Estaban todos locos.
– ¡Tenéis problemas de verdad! -chilló-. Porque estáis locos. Estáis completamente perdidos, igual que yo.
– ¿Problemas? ¡Ya te voy a dar yo problemas! -gritó Lasse con voz exaltada.
Merete oyó alboroto al otro lado y ruido de pasos rápidos en el pasillo. Después apareció una sombra a un lado del cristal, y los altavoces reprodujeron dos estruendos ensordecedores. Después vio que uno de los cristales volvía a cambiar de color: ahora era completamente blanco y opaco.
– A menos que pulvericéis la casa completamente, he dejado aquí dentro tantas tarjetas de visita que no podréis borrarlas. No vais a escapar, Lasse -los amenazó, riendo-. No vais a escapar. Me he ocupado de que sea imposible.
En el minuto que siguió oyó otras seis detonaciones. Eran disparos, tres disparos dobles. Pero ambos cristales aguantaron.

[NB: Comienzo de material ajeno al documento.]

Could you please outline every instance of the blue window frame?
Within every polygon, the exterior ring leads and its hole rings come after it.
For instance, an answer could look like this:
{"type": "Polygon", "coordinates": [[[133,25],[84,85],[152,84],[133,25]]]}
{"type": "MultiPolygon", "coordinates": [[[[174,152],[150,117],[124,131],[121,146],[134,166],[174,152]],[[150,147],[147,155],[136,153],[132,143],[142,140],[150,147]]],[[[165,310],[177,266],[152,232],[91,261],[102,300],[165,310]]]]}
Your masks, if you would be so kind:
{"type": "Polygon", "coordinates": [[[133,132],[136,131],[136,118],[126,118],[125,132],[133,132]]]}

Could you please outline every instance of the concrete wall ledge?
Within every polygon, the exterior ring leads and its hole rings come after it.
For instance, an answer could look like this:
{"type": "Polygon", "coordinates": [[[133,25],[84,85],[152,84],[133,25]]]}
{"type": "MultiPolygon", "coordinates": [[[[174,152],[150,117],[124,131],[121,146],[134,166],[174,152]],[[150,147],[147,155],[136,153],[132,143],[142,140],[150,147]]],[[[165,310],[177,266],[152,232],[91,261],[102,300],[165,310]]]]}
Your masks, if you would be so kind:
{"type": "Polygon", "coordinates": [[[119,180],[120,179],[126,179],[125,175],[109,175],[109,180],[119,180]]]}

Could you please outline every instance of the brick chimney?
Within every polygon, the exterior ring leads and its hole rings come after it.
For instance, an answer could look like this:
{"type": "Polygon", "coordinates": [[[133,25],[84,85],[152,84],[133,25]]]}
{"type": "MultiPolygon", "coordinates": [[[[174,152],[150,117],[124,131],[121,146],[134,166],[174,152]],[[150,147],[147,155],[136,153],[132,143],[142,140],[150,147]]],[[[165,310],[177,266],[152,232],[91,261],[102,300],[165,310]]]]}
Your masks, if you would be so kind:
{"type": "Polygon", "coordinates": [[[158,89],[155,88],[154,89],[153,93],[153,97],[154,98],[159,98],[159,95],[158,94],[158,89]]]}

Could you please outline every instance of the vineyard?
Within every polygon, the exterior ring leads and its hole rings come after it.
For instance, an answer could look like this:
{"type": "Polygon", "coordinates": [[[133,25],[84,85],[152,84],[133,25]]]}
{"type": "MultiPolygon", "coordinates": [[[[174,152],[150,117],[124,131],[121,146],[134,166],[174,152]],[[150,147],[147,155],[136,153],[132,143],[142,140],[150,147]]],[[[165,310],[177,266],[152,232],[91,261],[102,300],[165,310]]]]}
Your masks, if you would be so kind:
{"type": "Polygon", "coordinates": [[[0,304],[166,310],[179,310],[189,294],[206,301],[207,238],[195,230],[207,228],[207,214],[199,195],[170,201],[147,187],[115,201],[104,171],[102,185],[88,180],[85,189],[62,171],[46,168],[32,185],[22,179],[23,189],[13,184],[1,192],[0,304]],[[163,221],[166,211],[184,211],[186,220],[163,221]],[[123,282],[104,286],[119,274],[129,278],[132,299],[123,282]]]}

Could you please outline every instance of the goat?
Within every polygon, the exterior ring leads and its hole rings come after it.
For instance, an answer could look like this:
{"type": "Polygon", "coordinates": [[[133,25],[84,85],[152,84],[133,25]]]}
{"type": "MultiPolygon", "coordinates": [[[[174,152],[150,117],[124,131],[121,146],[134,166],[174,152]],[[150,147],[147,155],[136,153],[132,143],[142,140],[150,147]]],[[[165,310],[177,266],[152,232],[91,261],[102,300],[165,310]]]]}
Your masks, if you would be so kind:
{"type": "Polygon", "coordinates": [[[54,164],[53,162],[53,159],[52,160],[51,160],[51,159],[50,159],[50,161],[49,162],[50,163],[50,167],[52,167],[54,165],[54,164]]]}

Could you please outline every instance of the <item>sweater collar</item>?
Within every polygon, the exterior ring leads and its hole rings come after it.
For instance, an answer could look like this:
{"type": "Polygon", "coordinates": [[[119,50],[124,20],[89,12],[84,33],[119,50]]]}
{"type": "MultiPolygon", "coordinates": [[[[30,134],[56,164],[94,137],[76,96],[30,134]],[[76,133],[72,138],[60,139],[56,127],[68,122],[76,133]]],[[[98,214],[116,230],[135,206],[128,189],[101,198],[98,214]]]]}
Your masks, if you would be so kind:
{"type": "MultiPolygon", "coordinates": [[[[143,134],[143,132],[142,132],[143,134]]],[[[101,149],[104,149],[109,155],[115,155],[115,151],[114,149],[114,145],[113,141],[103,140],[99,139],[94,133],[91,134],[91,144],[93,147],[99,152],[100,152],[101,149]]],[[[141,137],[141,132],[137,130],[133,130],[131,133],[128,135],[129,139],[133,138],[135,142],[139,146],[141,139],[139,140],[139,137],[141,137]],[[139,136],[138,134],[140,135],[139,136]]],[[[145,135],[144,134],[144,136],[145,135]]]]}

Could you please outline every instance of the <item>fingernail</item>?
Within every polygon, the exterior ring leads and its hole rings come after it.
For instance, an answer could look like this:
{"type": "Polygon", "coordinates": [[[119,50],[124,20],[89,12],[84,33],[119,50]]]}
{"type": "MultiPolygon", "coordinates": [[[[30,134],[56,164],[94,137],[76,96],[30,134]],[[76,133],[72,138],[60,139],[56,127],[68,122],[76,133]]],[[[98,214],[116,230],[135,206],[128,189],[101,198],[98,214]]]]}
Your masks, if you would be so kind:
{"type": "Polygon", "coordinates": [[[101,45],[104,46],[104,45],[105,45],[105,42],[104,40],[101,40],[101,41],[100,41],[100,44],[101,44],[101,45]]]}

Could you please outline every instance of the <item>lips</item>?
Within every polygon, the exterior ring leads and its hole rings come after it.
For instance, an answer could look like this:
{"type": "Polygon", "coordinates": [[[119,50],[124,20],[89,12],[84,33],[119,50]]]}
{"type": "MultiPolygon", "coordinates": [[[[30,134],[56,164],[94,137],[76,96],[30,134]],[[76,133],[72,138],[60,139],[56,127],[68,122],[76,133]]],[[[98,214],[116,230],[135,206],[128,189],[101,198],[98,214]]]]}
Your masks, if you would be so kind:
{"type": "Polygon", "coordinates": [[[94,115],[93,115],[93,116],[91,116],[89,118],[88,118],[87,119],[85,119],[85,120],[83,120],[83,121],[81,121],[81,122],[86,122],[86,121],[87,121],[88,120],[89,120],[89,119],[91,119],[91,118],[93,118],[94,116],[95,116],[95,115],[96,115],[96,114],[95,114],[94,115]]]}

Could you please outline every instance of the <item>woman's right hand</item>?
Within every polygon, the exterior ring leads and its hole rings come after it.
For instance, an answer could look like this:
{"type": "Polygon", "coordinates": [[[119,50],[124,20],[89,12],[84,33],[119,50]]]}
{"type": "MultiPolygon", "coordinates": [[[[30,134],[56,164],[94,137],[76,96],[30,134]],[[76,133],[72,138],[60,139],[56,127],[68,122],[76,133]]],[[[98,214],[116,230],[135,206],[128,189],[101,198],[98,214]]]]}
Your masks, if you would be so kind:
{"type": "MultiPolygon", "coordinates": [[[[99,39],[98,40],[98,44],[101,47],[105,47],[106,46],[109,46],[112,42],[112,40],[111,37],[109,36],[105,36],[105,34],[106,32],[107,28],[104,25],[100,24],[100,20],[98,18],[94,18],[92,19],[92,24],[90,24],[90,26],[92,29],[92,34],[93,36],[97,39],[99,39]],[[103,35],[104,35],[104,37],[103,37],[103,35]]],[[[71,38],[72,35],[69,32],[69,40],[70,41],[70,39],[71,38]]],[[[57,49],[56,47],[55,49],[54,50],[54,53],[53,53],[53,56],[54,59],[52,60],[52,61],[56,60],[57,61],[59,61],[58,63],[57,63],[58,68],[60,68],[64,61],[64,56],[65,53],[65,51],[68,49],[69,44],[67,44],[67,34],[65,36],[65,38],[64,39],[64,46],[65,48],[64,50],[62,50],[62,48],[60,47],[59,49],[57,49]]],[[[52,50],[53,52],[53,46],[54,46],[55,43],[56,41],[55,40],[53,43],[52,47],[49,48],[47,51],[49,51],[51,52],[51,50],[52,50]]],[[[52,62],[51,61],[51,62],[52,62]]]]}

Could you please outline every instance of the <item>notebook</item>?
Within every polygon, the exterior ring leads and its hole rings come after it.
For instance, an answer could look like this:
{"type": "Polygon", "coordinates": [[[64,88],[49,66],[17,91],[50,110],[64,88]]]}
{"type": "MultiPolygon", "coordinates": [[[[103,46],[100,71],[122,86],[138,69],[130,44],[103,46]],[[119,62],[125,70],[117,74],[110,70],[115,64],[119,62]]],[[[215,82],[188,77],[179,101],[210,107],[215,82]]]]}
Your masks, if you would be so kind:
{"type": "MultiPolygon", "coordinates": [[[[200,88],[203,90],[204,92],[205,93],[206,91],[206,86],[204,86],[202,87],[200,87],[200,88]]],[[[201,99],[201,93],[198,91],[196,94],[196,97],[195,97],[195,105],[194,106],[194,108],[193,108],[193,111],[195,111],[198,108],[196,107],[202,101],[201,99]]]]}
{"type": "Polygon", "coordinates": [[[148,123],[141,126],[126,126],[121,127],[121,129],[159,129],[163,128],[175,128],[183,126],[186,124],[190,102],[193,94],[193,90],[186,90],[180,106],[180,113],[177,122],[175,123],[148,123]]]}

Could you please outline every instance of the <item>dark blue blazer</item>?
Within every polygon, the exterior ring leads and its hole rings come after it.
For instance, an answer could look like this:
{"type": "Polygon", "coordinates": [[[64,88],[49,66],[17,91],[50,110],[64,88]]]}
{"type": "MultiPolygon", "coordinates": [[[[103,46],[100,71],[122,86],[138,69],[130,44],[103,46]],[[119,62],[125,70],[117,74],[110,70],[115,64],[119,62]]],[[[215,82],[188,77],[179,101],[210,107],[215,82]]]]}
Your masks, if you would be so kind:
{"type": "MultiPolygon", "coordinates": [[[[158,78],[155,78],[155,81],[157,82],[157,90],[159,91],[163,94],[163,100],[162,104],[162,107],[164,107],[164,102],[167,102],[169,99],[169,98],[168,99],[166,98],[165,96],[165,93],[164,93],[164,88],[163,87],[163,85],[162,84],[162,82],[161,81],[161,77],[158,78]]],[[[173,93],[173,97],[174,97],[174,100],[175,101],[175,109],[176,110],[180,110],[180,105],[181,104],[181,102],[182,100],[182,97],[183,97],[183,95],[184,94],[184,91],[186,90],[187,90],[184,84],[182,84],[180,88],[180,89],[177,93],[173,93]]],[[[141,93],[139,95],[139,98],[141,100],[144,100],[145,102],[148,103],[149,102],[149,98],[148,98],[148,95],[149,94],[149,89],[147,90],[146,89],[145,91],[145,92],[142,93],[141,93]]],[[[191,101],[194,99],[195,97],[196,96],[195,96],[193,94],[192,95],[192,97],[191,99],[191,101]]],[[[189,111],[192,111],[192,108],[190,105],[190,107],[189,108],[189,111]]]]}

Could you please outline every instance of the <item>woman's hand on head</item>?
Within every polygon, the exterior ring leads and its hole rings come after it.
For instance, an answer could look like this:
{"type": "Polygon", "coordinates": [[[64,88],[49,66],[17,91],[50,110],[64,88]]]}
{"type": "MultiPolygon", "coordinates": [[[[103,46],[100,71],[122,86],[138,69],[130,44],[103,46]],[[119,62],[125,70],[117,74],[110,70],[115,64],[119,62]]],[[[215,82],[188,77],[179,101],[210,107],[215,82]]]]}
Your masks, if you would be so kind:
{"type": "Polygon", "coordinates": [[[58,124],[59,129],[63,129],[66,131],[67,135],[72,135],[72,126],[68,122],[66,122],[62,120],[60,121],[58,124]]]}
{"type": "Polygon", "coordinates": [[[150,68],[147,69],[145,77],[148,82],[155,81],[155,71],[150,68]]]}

Al poco sintió una presión en la articulación del hombro. No mucha, pero era desagradable. También sentía presión en los senos frontales y laterales y en la articulación de la mandíbula. La piel le tiraba. Si eso era consecuencia de la descompresión mínima provocada por el silbido y el resquicio al otro lado, lo que le esperaba cuando hicieran una descompresión total sería completamente insoportable.
– ¡Llega la policía! -gritó-. ¡Lo presiento!
Hundió la cabeza y miró su brazo ensangrentado. La policía no iba a llegar a tiempo, ya lo sabía. Pronto se vería obligada a levantar el pulgar de la herida. Dentro de veinte minutos iban a abrirse las toberas.
Sintió una corriente cálida recorrer el otro brazo. La primera herida había vuelto a abrirse traicioneramente. Las profecías de Lasse iban a cumplirse. Cuando la presión interna de su cuerpo aumentara, la sangre iba a brotar a mares.
Retorció un poco el cuerpo para poder apretar la herida abierta contra su rodilla, y por un segundo rió. Parecía un juego de niños de tiempos pasados.
– Voy a activar el temporizador, Merete -la informó Lasse al otro lado-. Dentro de veinte minutos se abrirán las toberas y vaciarán la presión de la cámara. Al cabo de otra media hora la cámara estará a una atmósfera. Es cierto que puedes quitarte la vida antes de eso, no lo dudo. Pero ya no podré verlo, ¿comprendes, Merete? No podré verlo, porque los cristales están totalmente opacos ahora. Y si yo no puedo ver, tampoco pueden ver otros. Vamos a sellar la cámara de descompresión, Merete, tenemos montones de placas de pladur. Y tú vas a morir, de una manera u otra.